Two things on all this: First, I quoted only a portion of the memorandum, and did not quote some fairly significant sections. I have not tried to misrepresent anything, but if you really want to know what it says you had better go read the whole thing.
Secondly, don’t lose sight of the fact that the JAG which illegally issued the orders to stop using the M118LR ammunition probably didn’t realize the distinction between “hollow point” (which we don’t use) and “open tip” (which we do). Although the info is so far very limited, it doesn’t appear that the JAG was trying to change US law. She just didn’t understand it. And then, um, issued orders. Errrr…illegally.
Here’s a pic of the Sierra MatchKing 168-grain HPBT (Hollow Point Boat Tail):
And here’s the Sierra MatchKing 175-grain HPBT
Here’s a drawing of the whole M852 cartridge:
(If you haven’t checked out 7.62mm (7.62 x 51 mm) Ammunition Ammunition in Gary’s U.S. Infantry Weapons Reference Guide, you really ought to. It’s the source of this image. Unfortunately, there is no info on the M118LR.)
Here’s a pic from the .308 Winchester Cartridge Guide at 6mmBR.com:
RE: “Hollow Point Boat Tail”: Although Sierra calls it “hollow point”, the 1985 memorandum explains that it is legal. To further the confusion, I’ve also read that the M852 boxes are marked “Not Authorized for Combat Use”. This is possibly where the JAG’s misunderstanding began, though I haven’t heard that M118LR boxes are so marked. Unfortunately, the lawyer didn’t did deep enough.

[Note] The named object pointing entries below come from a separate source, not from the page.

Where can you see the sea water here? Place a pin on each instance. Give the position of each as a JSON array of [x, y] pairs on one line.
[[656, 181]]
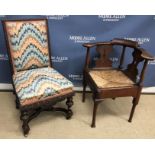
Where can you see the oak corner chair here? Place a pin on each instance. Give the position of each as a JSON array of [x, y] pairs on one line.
[[106, 81], [37, 86]]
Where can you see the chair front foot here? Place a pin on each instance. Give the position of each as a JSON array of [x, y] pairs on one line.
[[69, 104], [17, 103], [25, 118], [69, 114], [93, 125]]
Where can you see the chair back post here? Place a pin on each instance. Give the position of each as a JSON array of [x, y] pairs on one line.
[[87, 60], [122, 57], [143, 72]]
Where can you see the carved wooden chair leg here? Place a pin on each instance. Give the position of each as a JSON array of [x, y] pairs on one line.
[[135, 102], [25, 118], [69, 104], [93, 125], [84, 90], [17, 103]]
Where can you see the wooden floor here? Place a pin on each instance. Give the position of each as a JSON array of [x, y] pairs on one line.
[[111, 122]]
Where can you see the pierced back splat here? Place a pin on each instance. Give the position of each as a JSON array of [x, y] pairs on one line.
[[132, 70], [103, 60]]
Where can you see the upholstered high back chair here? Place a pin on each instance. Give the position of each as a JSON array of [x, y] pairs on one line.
[[36, 84], [106, 81]]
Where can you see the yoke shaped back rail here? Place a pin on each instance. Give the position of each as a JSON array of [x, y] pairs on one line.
[[28, 43], [105, 48]]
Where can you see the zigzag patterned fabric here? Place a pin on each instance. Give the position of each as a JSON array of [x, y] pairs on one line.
[[28, 44], [37, 84]]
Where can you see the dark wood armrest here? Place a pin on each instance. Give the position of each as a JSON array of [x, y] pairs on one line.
[[146, 55], [125, 42], [89, 45]]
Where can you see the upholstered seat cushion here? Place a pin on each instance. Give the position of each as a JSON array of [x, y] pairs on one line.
[[110, 78], [38, 84]]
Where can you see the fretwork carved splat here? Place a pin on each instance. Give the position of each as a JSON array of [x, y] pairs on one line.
[[132, 70], [103, 60]]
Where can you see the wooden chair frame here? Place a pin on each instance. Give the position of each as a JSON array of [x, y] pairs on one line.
[[99, 94], [29, 112]]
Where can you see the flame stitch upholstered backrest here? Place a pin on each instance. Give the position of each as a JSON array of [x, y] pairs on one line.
[[28, 44]]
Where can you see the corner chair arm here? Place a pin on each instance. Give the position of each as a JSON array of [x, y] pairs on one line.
[[89, 45], [125, 42]]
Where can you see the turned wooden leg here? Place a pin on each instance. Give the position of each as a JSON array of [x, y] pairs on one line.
[[84, 90], [17, 103], [69, 104], [93, 125], [135, 102], [25, 118]]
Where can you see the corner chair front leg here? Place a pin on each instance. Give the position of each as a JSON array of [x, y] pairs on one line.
[[25, 118], [69, 104], [93, 125]]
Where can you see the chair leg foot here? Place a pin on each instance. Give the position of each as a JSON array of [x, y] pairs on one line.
[[17, 103], [84, 93], [69, 104], [93, 125], [135, 102], [25, 118], [132, 113]]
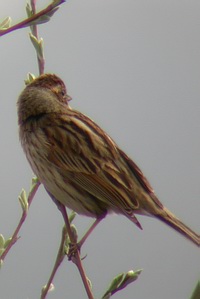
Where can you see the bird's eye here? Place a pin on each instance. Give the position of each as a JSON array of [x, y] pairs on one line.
[[62, 93]]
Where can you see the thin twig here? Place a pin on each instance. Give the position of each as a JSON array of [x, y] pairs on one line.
[[40, 59], [75, 256], [29, 21], [15, 236], [59, 259]]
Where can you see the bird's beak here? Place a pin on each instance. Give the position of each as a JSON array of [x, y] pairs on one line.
[[68, 98]]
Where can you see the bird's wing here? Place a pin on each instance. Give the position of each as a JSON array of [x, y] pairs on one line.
[[86, 155]]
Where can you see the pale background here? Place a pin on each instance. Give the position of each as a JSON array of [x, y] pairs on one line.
[[134, 67]]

Also, from what I gather, the M118LR round is even more accurate at long range than the M852. I’m sure that there are those with different opinions.
If we’ve got a real shooter out there with more info than ol’ Murdoc (just some civvie sitting at desk) has dug up, send it in.

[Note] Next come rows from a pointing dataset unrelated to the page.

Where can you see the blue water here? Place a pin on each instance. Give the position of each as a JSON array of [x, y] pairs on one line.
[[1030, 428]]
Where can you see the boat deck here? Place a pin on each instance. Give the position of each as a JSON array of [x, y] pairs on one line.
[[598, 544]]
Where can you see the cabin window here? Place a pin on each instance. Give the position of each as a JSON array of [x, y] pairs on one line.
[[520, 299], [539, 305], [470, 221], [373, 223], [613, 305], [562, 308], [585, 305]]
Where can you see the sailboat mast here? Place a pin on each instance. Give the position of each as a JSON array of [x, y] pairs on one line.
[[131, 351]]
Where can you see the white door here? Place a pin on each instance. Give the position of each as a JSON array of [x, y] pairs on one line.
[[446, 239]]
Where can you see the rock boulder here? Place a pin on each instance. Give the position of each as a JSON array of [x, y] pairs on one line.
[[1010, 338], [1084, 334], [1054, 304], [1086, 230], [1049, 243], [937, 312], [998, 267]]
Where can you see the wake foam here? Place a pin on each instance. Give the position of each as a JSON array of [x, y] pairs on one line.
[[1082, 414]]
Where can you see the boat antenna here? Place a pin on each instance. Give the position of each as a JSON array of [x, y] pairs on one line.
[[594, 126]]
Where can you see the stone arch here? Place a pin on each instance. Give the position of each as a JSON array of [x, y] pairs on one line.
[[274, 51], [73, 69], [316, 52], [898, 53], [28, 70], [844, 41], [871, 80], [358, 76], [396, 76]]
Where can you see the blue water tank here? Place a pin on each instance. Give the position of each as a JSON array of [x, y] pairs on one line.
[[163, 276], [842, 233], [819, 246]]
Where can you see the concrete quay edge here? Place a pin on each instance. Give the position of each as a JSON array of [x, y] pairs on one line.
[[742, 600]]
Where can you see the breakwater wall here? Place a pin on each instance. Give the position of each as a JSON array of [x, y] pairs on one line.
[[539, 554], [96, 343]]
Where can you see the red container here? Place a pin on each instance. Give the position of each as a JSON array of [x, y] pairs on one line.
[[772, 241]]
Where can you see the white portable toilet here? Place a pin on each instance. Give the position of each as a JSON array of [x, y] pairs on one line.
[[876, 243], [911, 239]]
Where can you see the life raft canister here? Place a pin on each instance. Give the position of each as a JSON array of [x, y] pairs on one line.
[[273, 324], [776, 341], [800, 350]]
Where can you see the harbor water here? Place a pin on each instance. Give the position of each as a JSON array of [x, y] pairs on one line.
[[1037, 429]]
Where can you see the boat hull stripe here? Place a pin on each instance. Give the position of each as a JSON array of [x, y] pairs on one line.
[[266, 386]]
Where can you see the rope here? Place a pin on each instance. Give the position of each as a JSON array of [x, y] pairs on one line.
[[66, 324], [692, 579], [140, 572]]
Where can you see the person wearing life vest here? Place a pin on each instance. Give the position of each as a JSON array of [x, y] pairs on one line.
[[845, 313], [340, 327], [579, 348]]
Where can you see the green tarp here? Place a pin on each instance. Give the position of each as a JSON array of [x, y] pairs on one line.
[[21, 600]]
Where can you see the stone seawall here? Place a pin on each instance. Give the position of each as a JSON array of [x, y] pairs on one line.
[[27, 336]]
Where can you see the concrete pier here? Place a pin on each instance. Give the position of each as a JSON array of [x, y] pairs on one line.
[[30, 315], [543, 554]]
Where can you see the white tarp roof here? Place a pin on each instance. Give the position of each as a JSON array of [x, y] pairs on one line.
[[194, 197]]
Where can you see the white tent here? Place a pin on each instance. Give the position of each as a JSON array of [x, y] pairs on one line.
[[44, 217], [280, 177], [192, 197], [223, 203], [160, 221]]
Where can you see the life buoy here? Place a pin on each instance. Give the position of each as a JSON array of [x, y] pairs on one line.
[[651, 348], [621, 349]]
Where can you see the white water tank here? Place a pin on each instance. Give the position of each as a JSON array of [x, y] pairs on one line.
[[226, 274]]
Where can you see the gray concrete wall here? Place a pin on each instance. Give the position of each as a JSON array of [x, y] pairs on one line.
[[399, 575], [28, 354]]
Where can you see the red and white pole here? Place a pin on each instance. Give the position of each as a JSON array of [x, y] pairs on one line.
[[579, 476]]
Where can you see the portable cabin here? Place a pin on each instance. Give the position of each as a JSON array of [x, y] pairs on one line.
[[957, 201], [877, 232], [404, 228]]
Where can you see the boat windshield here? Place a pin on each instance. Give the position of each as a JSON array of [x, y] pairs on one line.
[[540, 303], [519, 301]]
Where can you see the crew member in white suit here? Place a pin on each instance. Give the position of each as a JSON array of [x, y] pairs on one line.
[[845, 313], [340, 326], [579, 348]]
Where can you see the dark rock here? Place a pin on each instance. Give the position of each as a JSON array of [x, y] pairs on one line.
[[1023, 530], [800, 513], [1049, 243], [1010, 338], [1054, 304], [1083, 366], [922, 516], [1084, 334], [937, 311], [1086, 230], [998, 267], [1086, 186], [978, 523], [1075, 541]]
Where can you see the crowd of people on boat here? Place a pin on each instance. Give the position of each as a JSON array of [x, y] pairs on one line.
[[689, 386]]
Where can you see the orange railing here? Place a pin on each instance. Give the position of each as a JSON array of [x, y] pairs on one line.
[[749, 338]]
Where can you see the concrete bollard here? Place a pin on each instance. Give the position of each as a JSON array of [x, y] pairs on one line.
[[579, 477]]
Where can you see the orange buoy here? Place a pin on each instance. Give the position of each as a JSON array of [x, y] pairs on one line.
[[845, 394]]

UPDATE 2: More at Blackfive: Army JAG bans Effective legal sniper round. He writes
If anyone knows anything about this case, especially who the whistle-blower sniper is, please email me.
Something tells me it’s more than idle curiosity…
Also, some discussion at Free Republic. Enter if you dare.
UPDATE 3: I pulled UPDATE 1 for a few minutes while I clarified some of the M852/M118LR confusion.
Also, I found this slide at Global Security which shows test results demonstrating the M118LR’s performance advantage over the M852. It’s in what appears to be a Power Point slide, so it must be accurate.